You replace the magnets with field windings and you will be back to a brushed motor!
Brushes, in and of themselves, are not horrible. They can be designed to last a while, and particularly for DC brushes, the commutator will be simply a smooth ring that can minimize wear and have minimal current passing through it.
The tone of this conversation, though, is quite interesting and forward thinking. If you consider how a motor makes power, it's torque multiplied by speed. Simple concept, but here, because the speed of the wheel is much less than the 200MPH rotor speeds of high speed motors, we are talking about 1) reducing the rotational speed by going to direct drive and eliminating any gearing 2) maintaining the speed at the air-gap by increasing the air gap diameter by a similar amount as the decrease in rotational speed, and 3) stretching out the active components of a small and powerful motor to essentially become a ring-motor. The idea itself is all quite sound, but, as LiveForPhysics mentioned, the geometries of the active components become thin and long, which may pose manufacturing/availability issues. Secondarily, the primary issue I see is gap maintenance. Electric motors, particularly optimized ones, require a small and uniform mechanical gap, which is particularly difficult for radial gaps considering deformation of the wheel from bumps and such, but axial may be easier, similar to the circuit-board style stator of Boulder Wind.
Lastly, the only other issue I see is the practicality of seals, from weather/debris. When the gap is so large, typically the seal has to be similarly large, which creates a significant cost, a wear item, and drag.

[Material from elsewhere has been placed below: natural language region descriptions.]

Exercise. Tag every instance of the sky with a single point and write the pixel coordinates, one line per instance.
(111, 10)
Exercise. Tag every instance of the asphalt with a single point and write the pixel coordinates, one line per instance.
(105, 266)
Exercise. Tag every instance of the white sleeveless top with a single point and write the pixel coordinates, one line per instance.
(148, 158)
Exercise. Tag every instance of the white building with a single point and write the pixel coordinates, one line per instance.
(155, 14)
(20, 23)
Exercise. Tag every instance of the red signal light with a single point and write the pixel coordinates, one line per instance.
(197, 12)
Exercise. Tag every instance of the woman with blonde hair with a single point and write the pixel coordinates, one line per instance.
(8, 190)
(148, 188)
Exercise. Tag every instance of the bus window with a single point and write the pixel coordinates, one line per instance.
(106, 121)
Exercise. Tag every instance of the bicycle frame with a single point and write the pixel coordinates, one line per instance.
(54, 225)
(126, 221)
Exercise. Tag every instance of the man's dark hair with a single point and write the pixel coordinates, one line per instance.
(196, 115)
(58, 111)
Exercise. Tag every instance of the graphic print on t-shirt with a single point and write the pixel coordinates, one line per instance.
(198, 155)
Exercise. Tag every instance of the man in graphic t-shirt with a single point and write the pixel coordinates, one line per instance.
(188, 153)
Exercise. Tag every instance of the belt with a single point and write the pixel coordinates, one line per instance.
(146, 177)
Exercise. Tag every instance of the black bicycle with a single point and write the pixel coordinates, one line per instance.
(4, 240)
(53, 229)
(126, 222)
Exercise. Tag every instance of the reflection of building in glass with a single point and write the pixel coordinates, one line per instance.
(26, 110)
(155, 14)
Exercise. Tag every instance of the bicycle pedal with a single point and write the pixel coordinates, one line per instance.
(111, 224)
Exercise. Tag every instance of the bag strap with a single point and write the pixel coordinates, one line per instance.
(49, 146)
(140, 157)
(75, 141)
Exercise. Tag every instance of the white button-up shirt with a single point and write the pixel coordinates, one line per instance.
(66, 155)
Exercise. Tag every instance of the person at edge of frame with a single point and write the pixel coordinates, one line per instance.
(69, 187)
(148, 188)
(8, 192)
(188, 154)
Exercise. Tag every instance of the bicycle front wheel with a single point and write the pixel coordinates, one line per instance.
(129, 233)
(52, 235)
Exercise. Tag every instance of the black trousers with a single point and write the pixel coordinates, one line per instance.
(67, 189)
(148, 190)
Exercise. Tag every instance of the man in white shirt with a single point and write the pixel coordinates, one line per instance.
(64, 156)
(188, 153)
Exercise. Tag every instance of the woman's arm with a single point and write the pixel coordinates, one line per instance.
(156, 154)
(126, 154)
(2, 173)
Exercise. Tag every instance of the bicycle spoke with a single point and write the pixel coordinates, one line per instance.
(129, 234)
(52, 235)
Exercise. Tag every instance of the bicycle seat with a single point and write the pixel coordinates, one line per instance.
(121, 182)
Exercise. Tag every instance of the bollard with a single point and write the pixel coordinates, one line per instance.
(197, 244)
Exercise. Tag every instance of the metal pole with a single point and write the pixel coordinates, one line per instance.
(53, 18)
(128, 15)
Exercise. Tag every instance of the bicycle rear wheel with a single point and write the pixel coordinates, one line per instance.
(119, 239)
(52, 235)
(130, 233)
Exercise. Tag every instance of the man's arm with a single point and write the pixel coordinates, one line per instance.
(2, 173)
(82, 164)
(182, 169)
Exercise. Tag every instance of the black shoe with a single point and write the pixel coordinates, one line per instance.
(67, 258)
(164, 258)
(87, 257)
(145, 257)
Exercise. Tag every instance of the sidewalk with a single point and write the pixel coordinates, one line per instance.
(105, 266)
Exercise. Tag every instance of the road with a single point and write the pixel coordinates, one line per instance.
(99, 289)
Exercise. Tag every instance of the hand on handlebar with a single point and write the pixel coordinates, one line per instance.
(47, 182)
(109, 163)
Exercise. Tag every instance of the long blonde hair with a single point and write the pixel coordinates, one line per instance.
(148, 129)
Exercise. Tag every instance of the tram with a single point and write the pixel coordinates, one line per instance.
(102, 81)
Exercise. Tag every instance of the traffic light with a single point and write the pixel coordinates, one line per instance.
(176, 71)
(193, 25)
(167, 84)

One solution to this may be sealing in the entire wheel from weather, using a velodrome style wheel, where the rotating seal can then be brought to a significantly smaller diameter.
So to re-cap, if you want an elegant and light solution to powering a wheel, spread out the active material (copper, iron, magnets) to the outer-most diameter practical so that the speeds are high and therefore doesn't require as much torque/force from the motor to do whatever job is required.
Caveat: this is only practical if the operating speeds and electrical frequencies of the motor are within reasonable limits from a mechanical perspective (things flying apart) and a loss perspective (high frequency losses in steel or magnets). The rotational speeds depend on the strength of the construction, where the electrical frequency losses are due to the selection of magnetic material, like the thinness of the laminations, or the magnet segmentation. A high pole number (many teeth) will keep the torque quite high, and reduce the magnetic material (iron) to carry the magnetic fields, but if the frequencies from rotation become higher than, say, 1000Hz, (400 poles, 2.5 rotations per second, ~14MPH) then the frequency-related losses become something that need to be considered.